Anatomie des Beckens
Das Becken ist eine der größten Strukturen des menschlichen Körpers. Seine Aufgabe ist es, das gesamte Gewicht des Oberkörpers zu tragen und den Druck auf die unteren Gliedmaßen zu übertragen. Seine Struktur unterscheidet sich geringfügig zwischen dem weiblichen und dem männlichen Geschlecht, aber bei beiden Geschlechtern ist es in zwei Hauptteile unterteilt, nämlich das große und das kleine Becken.

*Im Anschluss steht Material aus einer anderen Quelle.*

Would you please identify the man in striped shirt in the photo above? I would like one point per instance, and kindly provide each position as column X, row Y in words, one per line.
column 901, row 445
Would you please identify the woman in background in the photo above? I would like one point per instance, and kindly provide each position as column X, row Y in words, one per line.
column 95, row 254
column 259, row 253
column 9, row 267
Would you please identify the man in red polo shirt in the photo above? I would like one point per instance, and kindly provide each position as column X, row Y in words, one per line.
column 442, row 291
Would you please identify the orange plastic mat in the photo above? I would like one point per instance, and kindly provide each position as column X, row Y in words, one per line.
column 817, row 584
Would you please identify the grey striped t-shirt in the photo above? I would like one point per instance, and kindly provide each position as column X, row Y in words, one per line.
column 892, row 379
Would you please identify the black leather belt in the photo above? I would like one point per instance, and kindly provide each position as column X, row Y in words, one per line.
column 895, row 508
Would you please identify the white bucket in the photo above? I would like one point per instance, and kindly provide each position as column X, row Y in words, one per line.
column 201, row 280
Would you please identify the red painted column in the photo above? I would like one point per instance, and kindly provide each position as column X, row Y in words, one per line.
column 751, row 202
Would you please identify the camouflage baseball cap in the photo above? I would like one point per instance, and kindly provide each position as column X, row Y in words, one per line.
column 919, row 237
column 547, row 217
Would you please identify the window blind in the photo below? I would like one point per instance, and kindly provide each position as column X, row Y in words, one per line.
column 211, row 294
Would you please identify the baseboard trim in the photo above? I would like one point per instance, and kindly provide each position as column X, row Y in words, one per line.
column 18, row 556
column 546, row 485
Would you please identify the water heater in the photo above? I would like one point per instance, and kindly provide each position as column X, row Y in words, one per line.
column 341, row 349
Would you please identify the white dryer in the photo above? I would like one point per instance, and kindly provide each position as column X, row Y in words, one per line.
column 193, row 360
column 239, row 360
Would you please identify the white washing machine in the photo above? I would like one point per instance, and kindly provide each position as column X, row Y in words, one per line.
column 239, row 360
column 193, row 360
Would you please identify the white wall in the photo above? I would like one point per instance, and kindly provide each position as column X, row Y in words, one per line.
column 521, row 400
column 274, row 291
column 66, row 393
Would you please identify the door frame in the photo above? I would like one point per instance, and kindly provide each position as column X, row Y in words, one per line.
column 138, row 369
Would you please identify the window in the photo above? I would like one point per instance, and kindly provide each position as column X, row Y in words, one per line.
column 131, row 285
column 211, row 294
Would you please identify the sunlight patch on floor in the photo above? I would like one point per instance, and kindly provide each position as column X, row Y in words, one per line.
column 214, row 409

So wird das Becken von den beiden Beckenknochen (die durch die Schambeinfuge miteinander verbunden sind), dem Kreuzbein (das über die Iliosakralgelenke mit den Beckenknochen verbunden ist) und dem Steißbein gebildet. Natürlich befinden sich auch eine Reihe von Muskeln, Bändern, Nerven und Blutgefäßen innerhalb des Beckens.
Was sind die Indikationen für eine CT-Untersuchung des Beckens?
Die Computertomographie ist außergewöhnlich gut in der Lage, sowohl das Skelett als auch die weichen Strukturen des Körpers, einschließlich der Muskeln und der Blutgefäße (insbesondere der Arterien), abzubilden. Daher wird diese Untersuchung häufig zur Diagnose einer Reihe von Beckenbeschwerden eingesetzt:
- post-traumatische Läsionen,
- vergrößerte Lymphknoten,
- Schmerzen im Dammbereich und in den Hoden,
- Eierstockschmerzen,
- Schmerzen unbestimmter Herkunft,
- Defekte des Urogenitalsystems,
- Bildgebung von Nierenläsionen (Verkalkungen, Ablagerungen, Hämatome, Zysten usw.).
- entzündliche Zustände,
- vermutete neoplastische Läsionen,
- um das Ausmaß des Tumorprozesses zu beurteilen.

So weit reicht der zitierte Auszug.